Lib Dem MP: NHS watchdog 'cover-up' is not surprising

Regulators at the Care Quality Commission (CQC) deleted a review of its failure to act on concerns about University Hospitals of Morecambe Bay NHS Trust, a report will say today.

Tim Farron, MP for the constituency of Westmorland and Lonsdale. Credit: Daybreak

One of the local MPs, the Lib Dem president Tim Farron, told Daybreak that the alleged cover-up "is absolutely appalling."

He said: "I'm afraid it doesn't tell us anything we didn't already suspect.

"We knew that after the tragic death of Joshua Titcombe (who died nine days after his birth at Furness General Hospital in 2008) that the CQC conducted a review in 2010 and declared the maternity provision safe and sound.

"Decisions were made in that period of time based upon the apparent soundness of maternity in Morecambe Bay. Clearly it wasn't safe and it wasn't sound.

"There is every chance that people lost their lives in the years that followed because of, at least at best, a shockingly incompetent review by CQC."

National

NHS watchdog apologises for 'letting people down'

This report reveals just how poor the Care Quality Commission’s (CQC) oversight of University Hospitals Morecambe Bay (UHMB) was in 2010. This is not the way things should have happened. It is not the way things will happen in the future. We will use the report to inform the changes we are making to improve the way we work and the way we are run.

We are changing the culture of the organisation. The commissioning and publication of this report symbolises the approach we are taking and will continue to take. We are determined CQC will be an open and transparent organisation.

The report shows how CQC provided false assurances to the public and to Monitor in 2010. We were slow to identify failings at the trust and then slow to take action. We should not have registered UHMB without conditions.

We let people down, and we apologise for that.

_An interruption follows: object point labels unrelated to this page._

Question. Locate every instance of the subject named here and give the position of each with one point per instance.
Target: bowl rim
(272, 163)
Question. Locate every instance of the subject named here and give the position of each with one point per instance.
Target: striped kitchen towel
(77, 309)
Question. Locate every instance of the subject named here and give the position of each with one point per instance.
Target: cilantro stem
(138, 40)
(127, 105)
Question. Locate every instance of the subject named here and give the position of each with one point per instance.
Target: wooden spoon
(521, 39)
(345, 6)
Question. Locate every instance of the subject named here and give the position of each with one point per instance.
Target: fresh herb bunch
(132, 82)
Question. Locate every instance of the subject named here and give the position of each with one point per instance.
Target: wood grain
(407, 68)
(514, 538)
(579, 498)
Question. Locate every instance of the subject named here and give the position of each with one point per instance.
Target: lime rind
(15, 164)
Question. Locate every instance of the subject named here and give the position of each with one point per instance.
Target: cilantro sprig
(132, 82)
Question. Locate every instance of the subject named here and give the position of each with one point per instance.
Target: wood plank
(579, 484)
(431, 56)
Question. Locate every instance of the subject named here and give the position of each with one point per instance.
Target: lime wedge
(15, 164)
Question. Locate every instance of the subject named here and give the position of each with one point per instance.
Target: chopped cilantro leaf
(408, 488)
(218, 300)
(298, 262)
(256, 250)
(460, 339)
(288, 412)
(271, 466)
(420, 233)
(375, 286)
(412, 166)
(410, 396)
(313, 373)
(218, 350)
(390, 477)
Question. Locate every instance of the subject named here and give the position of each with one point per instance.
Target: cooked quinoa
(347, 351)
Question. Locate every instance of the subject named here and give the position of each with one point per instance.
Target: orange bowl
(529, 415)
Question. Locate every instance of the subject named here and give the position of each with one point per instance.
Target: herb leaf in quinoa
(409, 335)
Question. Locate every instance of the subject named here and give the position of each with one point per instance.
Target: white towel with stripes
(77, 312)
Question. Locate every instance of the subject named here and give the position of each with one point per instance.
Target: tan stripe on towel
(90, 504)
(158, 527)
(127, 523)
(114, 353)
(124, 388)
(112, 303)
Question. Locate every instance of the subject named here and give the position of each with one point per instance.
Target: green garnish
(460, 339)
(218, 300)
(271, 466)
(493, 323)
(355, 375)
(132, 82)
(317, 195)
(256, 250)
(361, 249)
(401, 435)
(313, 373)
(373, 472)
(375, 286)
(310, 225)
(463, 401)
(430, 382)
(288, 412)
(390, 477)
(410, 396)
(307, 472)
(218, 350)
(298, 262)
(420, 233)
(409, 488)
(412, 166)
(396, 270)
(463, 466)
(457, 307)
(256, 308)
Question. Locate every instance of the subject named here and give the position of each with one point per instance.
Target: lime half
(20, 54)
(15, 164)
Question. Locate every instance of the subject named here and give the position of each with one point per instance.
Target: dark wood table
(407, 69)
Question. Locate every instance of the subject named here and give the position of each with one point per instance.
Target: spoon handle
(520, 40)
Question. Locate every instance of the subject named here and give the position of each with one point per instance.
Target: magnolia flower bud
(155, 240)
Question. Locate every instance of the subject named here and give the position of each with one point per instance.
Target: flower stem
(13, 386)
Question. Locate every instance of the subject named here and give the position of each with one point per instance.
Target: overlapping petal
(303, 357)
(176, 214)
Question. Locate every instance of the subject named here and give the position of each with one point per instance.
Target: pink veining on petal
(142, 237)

There is no evidence of a systematic cover up or of any collusion between CQC and the Public Health Service Ombudsman, but the example of how an internal report was dealt with is evidence of a failure of leadership within CQC and a dysfunctional relationship between the executive and the board. There is evidence of a defensive, reactive and insular culture that resulted in behaviour that should never have happened.

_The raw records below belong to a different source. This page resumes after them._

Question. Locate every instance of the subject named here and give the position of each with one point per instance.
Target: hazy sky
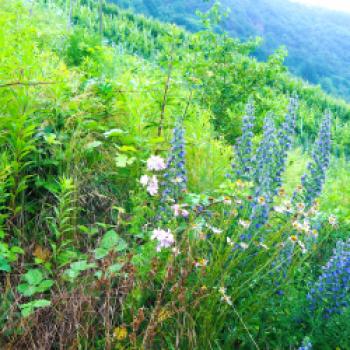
(342, 5)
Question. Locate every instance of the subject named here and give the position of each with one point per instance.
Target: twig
(165, 97)
(30, 83)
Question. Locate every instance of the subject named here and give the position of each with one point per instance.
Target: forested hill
(318, 41)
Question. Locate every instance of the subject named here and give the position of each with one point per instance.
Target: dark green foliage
(316, 40)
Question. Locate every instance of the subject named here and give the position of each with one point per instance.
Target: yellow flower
(261, 200)
(120, 333)
(234, 213)
(163, 315)
(240, 183)
(281, 192)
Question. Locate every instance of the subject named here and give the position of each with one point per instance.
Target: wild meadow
(162, 189)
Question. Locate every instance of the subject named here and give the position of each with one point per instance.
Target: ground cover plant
(163, 190)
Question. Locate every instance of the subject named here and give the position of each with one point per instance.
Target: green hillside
(317, 40)
(162, 189)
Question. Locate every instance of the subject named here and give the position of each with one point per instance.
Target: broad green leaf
(33, 277)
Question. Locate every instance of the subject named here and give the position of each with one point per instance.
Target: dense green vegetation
(127, 220)
(317, 40)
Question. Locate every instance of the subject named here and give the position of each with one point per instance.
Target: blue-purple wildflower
(331, 291)
(243, 164)
(314, 179)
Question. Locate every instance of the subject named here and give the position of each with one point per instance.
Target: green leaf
(28, 308)
(4, 266)
(26, 289)
(122, 160)
(110, 241)
(82, 265)
(114, 132)
(115, 268)
(44, 286)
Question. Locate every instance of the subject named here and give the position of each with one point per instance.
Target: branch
(19, 83)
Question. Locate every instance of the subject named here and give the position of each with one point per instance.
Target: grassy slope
(316, 39)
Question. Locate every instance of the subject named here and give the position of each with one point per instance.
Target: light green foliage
(80, 115)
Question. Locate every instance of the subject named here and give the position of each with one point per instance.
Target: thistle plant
(264, 174)
(285, 138)
(313, 180)
(175, 176)
(244, 151)
(330, 291)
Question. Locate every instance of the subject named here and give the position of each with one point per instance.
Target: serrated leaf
(113, 132)
(93, 144)
(33, 277)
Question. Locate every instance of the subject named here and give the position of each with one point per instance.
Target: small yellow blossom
(261, 200)
(120, 333)
(300, 207)
(163, 315)
(332, 220)
(281, 192)
(240, 183)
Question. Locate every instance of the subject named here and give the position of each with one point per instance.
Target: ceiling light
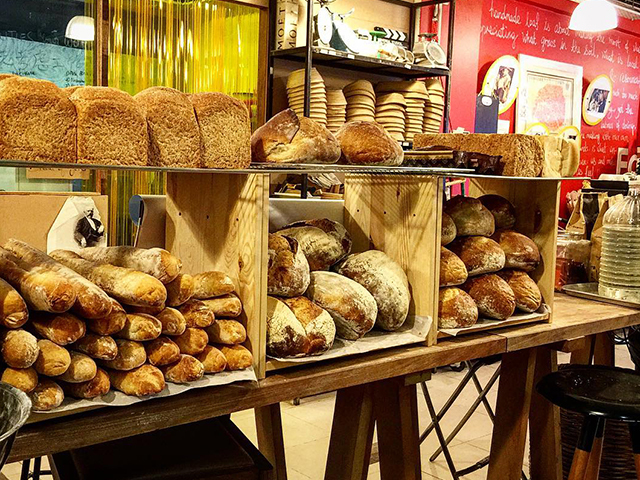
(594, 16)
(81, 28)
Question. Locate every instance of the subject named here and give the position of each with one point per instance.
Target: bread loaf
(46, 396)
(368, 143)
(212, 360)
(130, 355)
(287, 138)
(186, 369)
(38, 122)
(174, 137)
(128, 286)
(53, 360)
(96, 387)
(352, 307)
(139, 382)
(492, 295)
(62, 329)
(527, 293)
(225, 130)
(479, 254)
(112, 129)
(288, 274)
(452, 270)
(162, 351)
(19, 348)
(156, 262)
(456, 309)
(180, 290)
(520, 251)
(470, 217)
(197, 314)
(91, 301)
(100, 347)
(323, 241)
(385, 280)
(318, 324)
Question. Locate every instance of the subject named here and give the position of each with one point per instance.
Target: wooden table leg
(396, 411)
(270, 438)
(544, 424)
(512, 415)
(351, 434)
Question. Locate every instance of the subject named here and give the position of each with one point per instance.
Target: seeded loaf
(112, 129)
(37, 121)
(225, 130)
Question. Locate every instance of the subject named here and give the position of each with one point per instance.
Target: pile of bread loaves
(159, 126)
(485, 266)
(317, 290)
(112, 317)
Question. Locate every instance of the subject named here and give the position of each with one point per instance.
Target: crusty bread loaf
(19, 348)
(288, 274)
(492, 295)
(37, 123)
(479, 254)
(520, 251)
(351, 305)
(53, 360)
(156, 262)
(385, 280)
(287, 138)
(225, 130)
(470, 216)
(139, 382)
(526, 291)
(368, 143)
(323, 241)
(174, 137)
(112, 129)
(452, 269)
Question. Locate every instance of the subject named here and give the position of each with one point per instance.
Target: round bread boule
(470, 217)
(456, 309)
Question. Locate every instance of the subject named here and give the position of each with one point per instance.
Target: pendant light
(594, 16)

– Care Quality Commission spokesperson
National

Health regulator admits senior level was 'dysfunctional'

The CQC commissioned the independent report from management consultants Grant Thornton to look into its own activities in relation to University Hospitals Morecambe Bay NHS Foundation Trust.

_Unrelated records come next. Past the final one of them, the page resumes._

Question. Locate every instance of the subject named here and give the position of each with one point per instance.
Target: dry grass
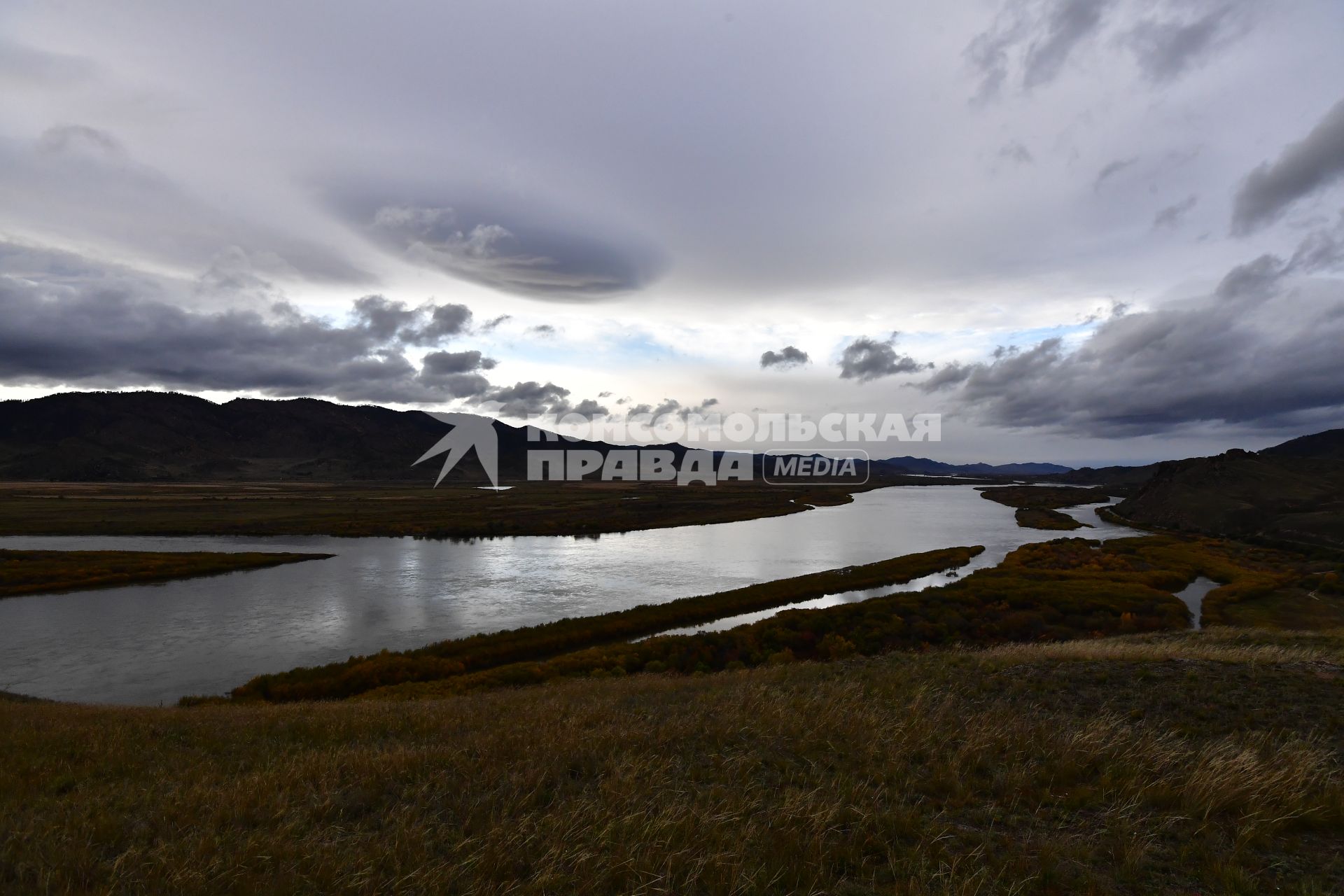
(1214, 645)
(944, 773)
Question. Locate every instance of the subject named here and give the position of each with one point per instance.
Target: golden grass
(1217, 645)
(944, 773)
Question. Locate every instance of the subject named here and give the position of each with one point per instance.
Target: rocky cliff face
(1245, 495)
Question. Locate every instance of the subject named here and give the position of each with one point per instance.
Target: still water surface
(153, 644)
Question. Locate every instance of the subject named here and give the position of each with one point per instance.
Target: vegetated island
(1038, 505)
(398, 510)
(1049, 592)
(531, 644)
(48, 571)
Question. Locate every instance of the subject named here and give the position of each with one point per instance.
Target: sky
(1084, 232)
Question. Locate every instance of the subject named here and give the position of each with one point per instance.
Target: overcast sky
(1084, 232)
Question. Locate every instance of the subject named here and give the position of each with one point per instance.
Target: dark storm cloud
(785, 358)
(1301, 169)
(1175, 214)
(867, 359)
(81, 181)
(73, 321)
(64, 139)
(1068, 23)
(1166, 48)
(23, 65)
(444, 363)
(1042, 35)
(1262, 348)
(1110, 169)
(1014, 150)
(533, 398)
(507, 248)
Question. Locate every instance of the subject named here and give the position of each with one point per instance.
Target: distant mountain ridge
(924, 465)
(1291, 493)
(168, 437)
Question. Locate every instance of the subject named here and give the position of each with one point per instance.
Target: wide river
(153, 644)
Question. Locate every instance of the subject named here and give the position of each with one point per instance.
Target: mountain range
(168, 437)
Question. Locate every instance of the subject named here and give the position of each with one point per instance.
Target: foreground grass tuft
(1171, 763)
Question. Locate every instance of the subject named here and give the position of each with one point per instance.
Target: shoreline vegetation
(403, 510)
(26, 573)
(1047, 592)
(483, 652)
(1156, 763)
(1038, 505)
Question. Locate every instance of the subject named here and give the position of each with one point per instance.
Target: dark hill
(1278, 495)
(1328, 445)
(146, 437)
(924, 465)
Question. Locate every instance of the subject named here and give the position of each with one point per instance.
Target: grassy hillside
(1269, 498)
(1172, 763)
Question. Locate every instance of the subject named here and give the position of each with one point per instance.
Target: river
(153, 644)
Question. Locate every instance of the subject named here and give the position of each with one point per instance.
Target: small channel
(1194, 597)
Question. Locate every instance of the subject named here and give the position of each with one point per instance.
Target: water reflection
(152, 644)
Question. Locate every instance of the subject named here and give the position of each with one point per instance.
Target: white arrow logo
(470, 431)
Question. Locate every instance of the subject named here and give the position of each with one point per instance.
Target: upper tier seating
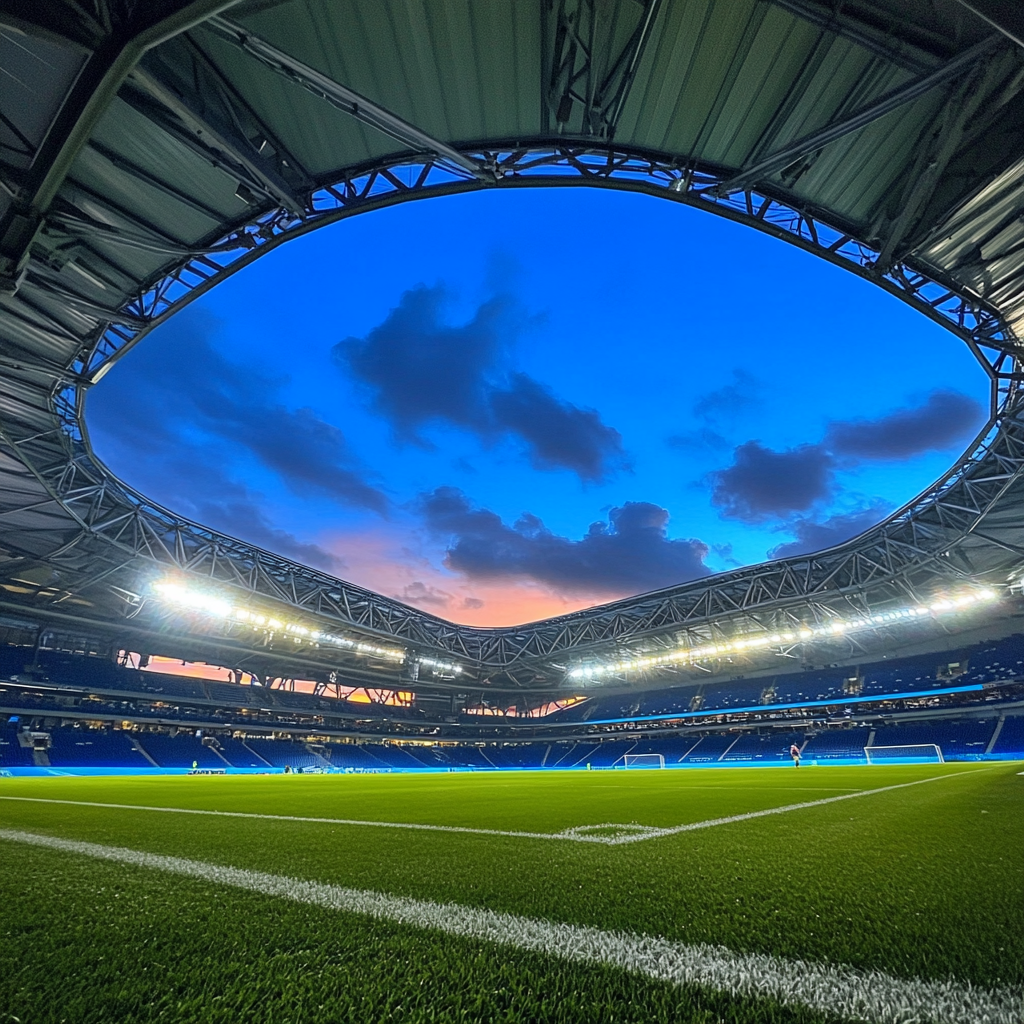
(82, 748)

CQC’s Chief Executive, David Behan, was absolutely right to commission an independent report into CQC's handling of the registration and subsequent monitoring of UHMB - and absolutely right to publish it in full.

The publication draws a line in the sand for us. What happened in the past was wholly unacceptable.

The report confirms our view that at a senior level the organisation was dysfunctional.

The Board and the senior executive team have been radically changed.

– David Prior, CQC’s Chair
National

Regulator 'covered-up' failure to stop hospital scandal

Officials at the NHS watchdog ordered that evidence of its failure to prevent a scandal at a hospital maternity unit be destroyed, a report will show according to the Daily Telegraph.

Regulators at the Care Quality Commission deleted the review of its failure to act on concerns about University Hospitals of Morecambe Bay NHS Trust, according to the report.

Police are investigating the deaths of at least eight mothers and babies at the Trust.